The real headline is the CFTC's explicit confirmation of Bitcoin and Ethereum's status as derivatives margin. This impact far exceeds spot ETFs. Crypto assets used to be "air" in mainstream finance's eyes; now they've become hard collateral just like Treasury bonds and gold. This means the floodgates of derivatives markets worth trillions of dollars have opened, and the "great migration" of liquidity is just beginning. Add to that global stablecoin supply approaching the historical high of $318 billion—the market's "kindling" is stacked high enough, just waiting for the final spark of compliant legislation.
What's interesting is how directly political capital is eating its share of this institutionalized feast. The Trump family-backed company frantically accumulating $450 million in Bitcoin sends an extremely clear signal: cryptocurrency has transformed from a fringe financial tool into a kind of "political credential." When power centers start putting real money on the line, regulatory risk basically converts into an entry barrier. Going forward in this circle, reading candlesticks might matter less than reading Washington lobbying reports.
As for Kalshi's $1 billion raise and Gemini's aggressive pivot, they reveal the next exit for Web3's application layer—prediction markets.
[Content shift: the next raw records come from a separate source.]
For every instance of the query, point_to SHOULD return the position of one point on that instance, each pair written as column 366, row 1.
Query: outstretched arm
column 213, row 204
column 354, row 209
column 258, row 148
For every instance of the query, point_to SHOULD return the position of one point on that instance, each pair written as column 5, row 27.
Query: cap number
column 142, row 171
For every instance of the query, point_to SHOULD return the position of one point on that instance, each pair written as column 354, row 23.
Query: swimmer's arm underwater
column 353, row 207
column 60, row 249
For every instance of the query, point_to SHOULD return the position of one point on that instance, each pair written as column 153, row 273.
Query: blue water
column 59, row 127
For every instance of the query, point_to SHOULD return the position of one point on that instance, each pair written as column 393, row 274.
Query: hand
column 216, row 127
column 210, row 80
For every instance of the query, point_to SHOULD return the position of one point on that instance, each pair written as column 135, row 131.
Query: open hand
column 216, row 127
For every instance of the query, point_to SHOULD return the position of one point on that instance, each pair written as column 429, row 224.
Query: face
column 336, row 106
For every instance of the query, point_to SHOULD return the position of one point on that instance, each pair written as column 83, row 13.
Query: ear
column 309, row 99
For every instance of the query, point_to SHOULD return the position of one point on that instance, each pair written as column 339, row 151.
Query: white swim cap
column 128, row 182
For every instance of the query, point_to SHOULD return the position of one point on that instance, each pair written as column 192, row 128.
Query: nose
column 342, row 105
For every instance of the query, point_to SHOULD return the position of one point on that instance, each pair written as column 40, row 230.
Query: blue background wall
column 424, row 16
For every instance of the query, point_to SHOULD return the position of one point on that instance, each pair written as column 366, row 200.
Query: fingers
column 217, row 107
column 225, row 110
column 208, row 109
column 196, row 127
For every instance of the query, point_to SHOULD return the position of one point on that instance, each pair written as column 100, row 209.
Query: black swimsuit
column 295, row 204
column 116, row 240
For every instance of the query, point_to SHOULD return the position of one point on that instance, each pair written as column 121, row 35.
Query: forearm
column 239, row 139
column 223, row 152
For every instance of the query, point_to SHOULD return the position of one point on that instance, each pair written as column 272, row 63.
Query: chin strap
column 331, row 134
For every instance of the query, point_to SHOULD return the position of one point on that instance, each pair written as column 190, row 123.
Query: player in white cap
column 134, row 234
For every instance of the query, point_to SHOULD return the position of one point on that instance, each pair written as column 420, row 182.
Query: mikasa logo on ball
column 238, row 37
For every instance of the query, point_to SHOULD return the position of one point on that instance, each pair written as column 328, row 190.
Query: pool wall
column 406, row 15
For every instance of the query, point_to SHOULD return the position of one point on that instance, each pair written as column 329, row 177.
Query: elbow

When agentic AI combines with decentralized payments, future trading won't be human-versus-human games but algorithms arbitraging information in real-time. Gemini's willingness to risk shareholder lawsuits for this pivot shows everyone sees the same thing: pure exchange business has peaked, and future windfall profits are hidden in the "pricing power" over real-world certainty. The signal behind this is brutal: Web3 is rapidly "de-democratizing."
As Nasdaq takes over the technology, as CFTC defines assets, as the Trump family becomes a major player, the "wild west" that retail investors knew is disappearing. We're entering a new cycle defined by giants' rules, backed by political credit, and executed by AI. This is no longer the geek's utopia, but Financial Capitalism 2.0 upgraded.